Why Adults Should Change Their Behavior When Kids Are Around (Even If They’re Not the Parents!)
As an adult, I love to watch new shows on HBO, Showtime and other cable TV networks. I know that if I miss a season, I can download it to my laptop or iPad and watch all the episodes at my own leisure. It’s perfect for those nights when all the kids are asleep on time and I can finally relax! As an adult, I think the shows are great. I love watching Nip Tuck, Boardwalk Empire, Sons of Anarchy, Dexter, Homeland Security and so many others, but the sex scenes appear so quickly and frequently that they seem to be absorbed by my brain as just part of the show. So as a parent, I think the shows push the limits way too far.
Last week, my family (my wife, our 3-year-old son, our 2-year-old son and our 5-month-old baby girl) were coming back from vacation on a plane. As it happened, my 3-year-old son was sitting in the aisle seat. With an aisle seat, you can get a pretty clear view of other passenger’s laptops, especially when they’re opened up and in use. Plus, my son is still a kid — so a shiny light-up screen is totally going to grab his attention! He was watching a girl, most likely in her twenties, play a video game on her computer. She was one seat to the left and one row forward from my son, so he had a clear view of her screen and was watching intently. Of course it wasn’t an ideal situation, but the video game was pretty PG; so it seemed alright to me and I closed my eyes to rest for a few minutes.

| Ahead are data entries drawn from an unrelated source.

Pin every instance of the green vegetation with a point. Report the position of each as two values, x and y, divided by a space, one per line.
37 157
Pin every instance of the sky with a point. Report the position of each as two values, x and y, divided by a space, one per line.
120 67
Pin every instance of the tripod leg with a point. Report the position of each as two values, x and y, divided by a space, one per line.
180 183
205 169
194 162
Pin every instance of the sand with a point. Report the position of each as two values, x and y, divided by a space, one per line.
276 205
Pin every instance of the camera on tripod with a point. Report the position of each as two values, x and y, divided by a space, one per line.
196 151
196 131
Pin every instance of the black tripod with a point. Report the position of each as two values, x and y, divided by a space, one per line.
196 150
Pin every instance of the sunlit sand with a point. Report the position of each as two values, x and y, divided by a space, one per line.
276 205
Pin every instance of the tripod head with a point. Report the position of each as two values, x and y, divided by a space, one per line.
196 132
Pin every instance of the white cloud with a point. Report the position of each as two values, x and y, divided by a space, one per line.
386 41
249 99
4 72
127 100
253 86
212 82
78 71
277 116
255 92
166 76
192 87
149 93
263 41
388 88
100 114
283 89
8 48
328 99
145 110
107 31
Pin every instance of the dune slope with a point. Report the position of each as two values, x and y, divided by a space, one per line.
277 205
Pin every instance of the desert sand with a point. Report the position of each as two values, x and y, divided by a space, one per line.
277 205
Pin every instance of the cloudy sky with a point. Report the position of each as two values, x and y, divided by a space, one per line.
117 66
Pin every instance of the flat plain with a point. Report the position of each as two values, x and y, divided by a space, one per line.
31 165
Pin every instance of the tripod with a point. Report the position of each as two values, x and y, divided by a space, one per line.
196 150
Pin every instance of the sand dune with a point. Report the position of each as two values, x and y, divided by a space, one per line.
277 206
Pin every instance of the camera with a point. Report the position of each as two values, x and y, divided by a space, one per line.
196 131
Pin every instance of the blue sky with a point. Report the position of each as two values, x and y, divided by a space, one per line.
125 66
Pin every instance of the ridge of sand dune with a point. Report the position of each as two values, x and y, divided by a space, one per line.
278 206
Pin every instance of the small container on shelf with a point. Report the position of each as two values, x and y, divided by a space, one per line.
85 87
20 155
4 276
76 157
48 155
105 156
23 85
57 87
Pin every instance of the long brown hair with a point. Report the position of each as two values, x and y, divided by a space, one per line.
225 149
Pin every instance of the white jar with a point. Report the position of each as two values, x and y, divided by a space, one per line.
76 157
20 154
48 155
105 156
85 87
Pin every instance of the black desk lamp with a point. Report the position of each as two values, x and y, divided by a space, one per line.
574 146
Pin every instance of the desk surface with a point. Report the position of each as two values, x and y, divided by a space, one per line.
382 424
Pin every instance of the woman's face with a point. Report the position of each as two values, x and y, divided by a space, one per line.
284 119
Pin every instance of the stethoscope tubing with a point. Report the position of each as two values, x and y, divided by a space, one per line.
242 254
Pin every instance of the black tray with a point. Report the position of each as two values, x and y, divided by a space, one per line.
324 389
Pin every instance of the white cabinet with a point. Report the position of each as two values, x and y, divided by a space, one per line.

I felt my son acting a little more fidgety in his seat, so I glanced over at him and noticed him still staring intently at the young woman’s computer screen. I happened to glance over at the woman’s computer screen again only to see a scene of two people having wild sex on a desk in an office. They were completely naked and to a 3-year-old, it likely looked as if the man was attacking the woman. I didn’t know what to do. We were thousands of feet in the air with absolutely nowhere to go. I couldn’t take him away from the situation so I tried to distract him. Eventually, we coaxed him into switching seats (so he could look out the window!) and that solved the problem.
But, here’s my issue: Should we be allowed to watch them whenever and wherever we please without taking into account who is around us, who might be offended and who may not comprehend the images they might happen to see? If I was a single, childless adult, I would think it perfectly acceptable; however, as a dad, it infuriates me.
Do you think adults should change their behavior when kids are involved?